Co-workers: Ms Brittany Zadek, Madeleine Dorthe

Many signals in the cell are conveyed by interacting protein molecules. How do protein-protein interactions lead to a response? The most likely explanation is through changes in structure. We study protein-protein interactions in the control of signalling processes using electron microscopy and combining the results with information from X-ray diffraction studies.
The regulation of the flow of potassium ions into cells is important in the propagation of the neuronal action potential, cell volume regulation and muscle contraction. Potassium channels are controlled by pore gating : the channel can exist in either an open or a closed state.
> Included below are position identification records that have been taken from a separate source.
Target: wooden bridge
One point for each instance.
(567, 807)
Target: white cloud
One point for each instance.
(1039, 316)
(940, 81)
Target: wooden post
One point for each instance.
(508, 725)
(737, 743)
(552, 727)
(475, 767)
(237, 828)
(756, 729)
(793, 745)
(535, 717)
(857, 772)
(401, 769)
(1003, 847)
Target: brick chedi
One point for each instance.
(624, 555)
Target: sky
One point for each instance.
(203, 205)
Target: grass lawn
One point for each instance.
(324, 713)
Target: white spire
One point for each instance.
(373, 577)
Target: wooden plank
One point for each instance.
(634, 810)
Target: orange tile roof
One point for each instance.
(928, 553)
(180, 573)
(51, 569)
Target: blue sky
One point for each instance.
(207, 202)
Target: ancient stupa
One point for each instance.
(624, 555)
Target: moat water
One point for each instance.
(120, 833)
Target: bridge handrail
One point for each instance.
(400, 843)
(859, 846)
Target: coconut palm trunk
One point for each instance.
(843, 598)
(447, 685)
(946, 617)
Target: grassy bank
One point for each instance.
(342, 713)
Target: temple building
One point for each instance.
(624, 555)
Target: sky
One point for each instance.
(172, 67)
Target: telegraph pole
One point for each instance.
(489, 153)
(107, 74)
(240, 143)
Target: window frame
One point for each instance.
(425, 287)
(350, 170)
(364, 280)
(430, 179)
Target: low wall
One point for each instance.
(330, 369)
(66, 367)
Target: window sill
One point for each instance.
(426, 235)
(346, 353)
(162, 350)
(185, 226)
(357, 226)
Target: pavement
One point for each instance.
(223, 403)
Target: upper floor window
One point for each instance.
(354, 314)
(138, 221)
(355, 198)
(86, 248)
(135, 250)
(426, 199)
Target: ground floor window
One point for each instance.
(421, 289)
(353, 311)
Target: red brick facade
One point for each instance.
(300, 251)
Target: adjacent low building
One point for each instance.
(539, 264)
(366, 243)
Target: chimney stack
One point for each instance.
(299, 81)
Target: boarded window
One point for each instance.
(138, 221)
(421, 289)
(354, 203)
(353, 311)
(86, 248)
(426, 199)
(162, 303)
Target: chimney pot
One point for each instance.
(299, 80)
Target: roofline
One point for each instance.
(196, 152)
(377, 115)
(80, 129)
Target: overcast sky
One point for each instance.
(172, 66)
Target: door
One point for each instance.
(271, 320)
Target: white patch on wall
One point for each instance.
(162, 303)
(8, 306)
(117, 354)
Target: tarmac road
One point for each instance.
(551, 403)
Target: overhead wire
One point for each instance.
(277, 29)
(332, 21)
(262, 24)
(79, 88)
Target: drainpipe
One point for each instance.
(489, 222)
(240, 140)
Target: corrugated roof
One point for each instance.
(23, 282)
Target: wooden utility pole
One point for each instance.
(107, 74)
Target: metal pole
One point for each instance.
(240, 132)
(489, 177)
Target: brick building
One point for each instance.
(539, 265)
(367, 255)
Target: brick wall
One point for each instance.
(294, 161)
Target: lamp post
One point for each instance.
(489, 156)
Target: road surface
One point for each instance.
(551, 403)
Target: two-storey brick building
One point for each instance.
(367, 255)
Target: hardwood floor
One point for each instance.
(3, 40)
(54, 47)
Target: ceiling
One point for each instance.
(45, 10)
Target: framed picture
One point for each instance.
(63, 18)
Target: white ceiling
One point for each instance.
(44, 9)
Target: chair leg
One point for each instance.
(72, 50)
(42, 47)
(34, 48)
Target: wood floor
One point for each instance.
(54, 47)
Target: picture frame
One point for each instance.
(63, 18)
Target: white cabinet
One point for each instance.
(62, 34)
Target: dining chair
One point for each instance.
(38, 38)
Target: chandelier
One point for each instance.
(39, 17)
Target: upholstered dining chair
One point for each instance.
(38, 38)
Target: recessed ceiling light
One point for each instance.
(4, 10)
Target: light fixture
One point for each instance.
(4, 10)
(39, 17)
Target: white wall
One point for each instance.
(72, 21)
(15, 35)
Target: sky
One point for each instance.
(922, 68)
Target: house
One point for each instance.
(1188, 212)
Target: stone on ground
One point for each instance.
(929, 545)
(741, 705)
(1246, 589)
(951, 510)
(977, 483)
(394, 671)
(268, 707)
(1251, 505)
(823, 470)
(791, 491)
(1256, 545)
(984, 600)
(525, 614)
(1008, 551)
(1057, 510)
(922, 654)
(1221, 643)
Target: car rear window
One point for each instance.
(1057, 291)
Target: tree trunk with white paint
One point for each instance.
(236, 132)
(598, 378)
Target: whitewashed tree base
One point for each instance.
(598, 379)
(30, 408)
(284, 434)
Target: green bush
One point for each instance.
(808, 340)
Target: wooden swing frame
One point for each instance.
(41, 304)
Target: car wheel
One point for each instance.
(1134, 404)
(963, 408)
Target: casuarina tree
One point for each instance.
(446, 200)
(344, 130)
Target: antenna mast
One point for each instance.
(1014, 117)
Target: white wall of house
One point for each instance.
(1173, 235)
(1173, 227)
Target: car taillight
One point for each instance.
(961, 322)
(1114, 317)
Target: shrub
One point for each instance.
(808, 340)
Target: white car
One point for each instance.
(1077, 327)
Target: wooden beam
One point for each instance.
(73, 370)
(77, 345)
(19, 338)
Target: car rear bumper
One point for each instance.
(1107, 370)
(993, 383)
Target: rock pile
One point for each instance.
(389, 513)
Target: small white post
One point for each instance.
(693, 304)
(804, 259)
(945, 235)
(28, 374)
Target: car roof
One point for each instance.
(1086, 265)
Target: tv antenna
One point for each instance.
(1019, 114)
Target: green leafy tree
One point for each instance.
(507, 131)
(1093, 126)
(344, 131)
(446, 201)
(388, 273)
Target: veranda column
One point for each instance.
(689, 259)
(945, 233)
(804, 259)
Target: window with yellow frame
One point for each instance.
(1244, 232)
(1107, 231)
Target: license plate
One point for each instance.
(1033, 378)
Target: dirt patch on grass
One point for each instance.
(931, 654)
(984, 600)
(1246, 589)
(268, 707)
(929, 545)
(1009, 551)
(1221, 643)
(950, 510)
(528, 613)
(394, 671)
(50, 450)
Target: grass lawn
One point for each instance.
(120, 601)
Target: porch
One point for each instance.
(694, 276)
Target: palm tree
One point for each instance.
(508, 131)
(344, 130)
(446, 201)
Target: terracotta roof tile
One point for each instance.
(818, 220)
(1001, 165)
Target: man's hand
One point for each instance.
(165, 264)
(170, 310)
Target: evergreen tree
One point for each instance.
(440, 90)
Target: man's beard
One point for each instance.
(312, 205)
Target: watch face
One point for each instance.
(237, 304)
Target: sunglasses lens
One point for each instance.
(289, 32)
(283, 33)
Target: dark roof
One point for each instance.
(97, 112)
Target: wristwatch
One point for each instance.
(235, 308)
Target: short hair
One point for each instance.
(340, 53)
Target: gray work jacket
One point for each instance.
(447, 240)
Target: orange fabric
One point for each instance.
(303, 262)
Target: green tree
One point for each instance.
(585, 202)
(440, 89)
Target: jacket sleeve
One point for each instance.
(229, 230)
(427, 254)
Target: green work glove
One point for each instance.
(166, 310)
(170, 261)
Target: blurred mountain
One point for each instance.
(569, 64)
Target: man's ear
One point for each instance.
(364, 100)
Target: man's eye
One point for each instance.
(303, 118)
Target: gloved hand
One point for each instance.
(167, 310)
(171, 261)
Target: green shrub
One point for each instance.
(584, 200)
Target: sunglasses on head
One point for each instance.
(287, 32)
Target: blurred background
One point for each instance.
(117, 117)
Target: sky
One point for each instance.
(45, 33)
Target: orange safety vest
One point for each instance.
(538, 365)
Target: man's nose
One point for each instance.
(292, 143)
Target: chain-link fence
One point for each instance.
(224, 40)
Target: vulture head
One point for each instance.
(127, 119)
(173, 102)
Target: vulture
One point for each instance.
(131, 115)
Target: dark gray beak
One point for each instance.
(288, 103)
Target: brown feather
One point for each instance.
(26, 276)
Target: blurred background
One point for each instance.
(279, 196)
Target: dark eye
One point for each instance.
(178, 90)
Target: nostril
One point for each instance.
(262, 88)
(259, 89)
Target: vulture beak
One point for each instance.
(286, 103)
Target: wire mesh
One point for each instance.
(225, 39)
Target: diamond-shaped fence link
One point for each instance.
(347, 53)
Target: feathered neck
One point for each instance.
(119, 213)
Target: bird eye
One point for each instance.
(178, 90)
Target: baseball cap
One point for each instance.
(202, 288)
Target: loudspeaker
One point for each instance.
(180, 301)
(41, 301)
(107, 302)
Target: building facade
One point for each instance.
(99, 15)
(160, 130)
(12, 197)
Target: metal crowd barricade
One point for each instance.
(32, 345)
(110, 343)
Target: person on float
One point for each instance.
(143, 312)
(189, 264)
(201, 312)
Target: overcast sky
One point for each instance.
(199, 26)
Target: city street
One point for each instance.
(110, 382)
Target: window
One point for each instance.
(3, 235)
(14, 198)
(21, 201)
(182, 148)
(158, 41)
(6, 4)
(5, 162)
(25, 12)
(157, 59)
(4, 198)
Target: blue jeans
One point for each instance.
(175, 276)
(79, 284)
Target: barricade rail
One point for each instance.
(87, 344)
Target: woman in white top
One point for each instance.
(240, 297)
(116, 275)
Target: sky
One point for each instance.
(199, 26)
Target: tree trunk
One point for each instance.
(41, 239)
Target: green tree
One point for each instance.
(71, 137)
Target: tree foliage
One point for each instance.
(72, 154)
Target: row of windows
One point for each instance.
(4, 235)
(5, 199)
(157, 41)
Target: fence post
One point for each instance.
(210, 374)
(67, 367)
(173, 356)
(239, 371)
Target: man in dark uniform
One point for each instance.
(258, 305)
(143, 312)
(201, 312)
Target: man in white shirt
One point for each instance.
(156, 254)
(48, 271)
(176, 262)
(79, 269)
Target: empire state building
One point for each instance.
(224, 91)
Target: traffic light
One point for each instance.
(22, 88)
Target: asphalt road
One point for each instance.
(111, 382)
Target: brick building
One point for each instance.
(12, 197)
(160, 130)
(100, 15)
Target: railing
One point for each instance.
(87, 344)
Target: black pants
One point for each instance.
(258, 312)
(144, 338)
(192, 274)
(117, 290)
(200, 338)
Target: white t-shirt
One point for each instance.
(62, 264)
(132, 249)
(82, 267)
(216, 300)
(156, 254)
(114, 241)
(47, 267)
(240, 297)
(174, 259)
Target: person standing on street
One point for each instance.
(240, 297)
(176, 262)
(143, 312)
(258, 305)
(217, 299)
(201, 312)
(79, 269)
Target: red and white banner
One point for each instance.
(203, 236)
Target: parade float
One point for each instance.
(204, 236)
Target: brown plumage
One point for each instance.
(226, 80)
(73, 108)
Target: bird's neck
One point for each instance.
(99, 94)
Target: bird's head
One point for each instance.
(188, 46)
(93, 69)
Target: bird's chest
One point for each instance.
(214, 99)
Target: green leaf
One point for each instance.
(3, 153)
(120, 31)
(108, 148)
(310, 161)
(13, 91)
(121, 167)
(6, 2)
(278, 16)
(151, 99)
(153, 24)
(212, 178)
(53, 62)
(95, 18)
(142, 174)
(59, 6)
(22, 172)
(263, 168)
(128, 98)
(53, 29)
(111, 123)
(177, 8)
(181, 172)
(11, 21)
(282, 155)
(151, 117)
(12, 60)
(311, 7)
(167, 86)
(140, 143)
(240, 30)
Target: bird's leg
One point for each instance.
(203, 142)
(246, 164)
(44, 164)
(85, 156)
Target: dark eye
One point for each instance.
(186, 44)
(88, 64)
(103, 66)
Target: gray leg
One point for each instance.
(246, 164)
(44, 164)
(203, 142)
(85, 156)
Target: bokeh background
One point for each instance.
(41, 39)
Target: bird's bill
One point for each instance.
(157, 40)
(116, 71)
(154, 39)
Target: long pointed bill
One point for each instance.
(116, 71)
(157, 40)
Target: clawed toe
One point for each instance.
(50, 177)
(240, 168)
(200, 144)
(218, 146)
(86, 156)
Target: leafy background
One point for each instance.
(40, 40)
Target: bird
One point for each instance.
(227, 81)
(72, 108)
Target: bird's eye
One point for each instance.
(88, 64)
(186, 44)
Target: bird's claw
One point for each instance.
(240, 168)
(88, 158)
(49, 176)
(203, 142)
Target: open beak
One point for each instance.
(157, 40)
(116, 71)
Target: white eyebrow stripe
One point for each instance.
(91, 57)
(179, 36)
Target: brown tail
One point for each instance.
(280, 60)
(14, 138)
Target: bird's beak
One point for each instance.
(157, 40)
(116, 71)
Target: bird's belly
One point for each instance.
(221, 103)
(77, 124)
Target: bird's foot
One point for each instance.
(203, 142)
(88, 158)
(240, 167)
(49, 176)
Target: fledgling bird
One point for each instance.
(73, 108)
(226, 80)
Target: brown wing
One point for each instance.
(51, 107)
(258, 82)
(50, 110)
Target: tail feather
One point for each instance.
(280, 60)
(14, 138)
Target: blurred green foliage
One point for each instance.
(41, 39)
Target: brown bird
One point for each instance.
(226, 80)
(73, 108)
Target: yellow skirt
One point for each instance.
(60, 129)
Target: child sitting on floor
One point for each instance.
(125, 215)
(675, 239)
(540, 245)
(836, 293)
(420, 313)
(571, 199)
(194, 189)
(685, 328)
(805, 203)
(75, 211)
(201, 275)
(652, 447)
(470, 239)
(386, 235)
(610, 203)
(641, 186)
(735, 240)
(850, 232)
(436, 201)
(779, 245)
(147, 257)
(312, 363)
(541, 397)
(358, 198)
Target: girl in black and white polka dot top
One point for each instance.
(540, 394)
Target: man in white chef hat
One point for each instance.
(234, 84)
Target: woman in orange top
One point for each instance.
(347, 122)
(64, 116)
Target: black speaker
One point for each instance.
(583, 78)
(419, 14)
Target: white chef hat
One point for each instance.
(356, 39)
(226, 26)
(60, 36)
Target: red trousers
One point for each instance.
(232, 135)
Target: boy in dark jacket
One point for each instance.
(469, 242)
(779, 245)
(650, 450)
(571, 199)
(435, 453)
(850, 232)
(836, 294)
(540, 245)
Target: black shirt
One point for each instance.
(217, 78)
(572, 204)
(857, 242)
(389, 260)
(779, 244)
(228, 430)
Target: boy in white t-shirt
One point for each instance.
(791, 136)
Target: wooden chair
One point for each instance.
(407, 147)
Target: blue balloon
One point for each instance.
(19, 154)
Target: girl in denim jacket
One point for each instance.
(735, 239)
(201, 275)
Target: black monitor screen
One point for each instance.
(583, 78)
We are testing a hypothesis for the conformational response by imaging the channel in the two states.

Protein phosphorylation catalysed by protein kinases is a widespread mechanism for control of events in the cell. Phosphorylase kinase is a key enzyme in the control of glycogen metabolism. This complex is strictly regulated by hormonal messengers (adrenaline), neuronal stimuli (Ca2+) and metabolic pathway (ADP). The electron microscopy studies should improve our understanding of the arrangement of the protein subunits in one of the most complex protein kinases.
Image analysis of 2D crystals using cryo-electron microscopy can bring structural information at very high resolution. Unfortunately it is often difficult to produce large and well ordered 2D crystals. We are developing and testing new techniques and strategies for crystallizing soluble and membrane proteins in 2D, either on a lipid monolayer or on a preformed scaffolding.


Publications

Research Images


Figure 1: Projection map of KirBac3.1, a potassium channel, from frozen 2D crystals. Closed and open conformations.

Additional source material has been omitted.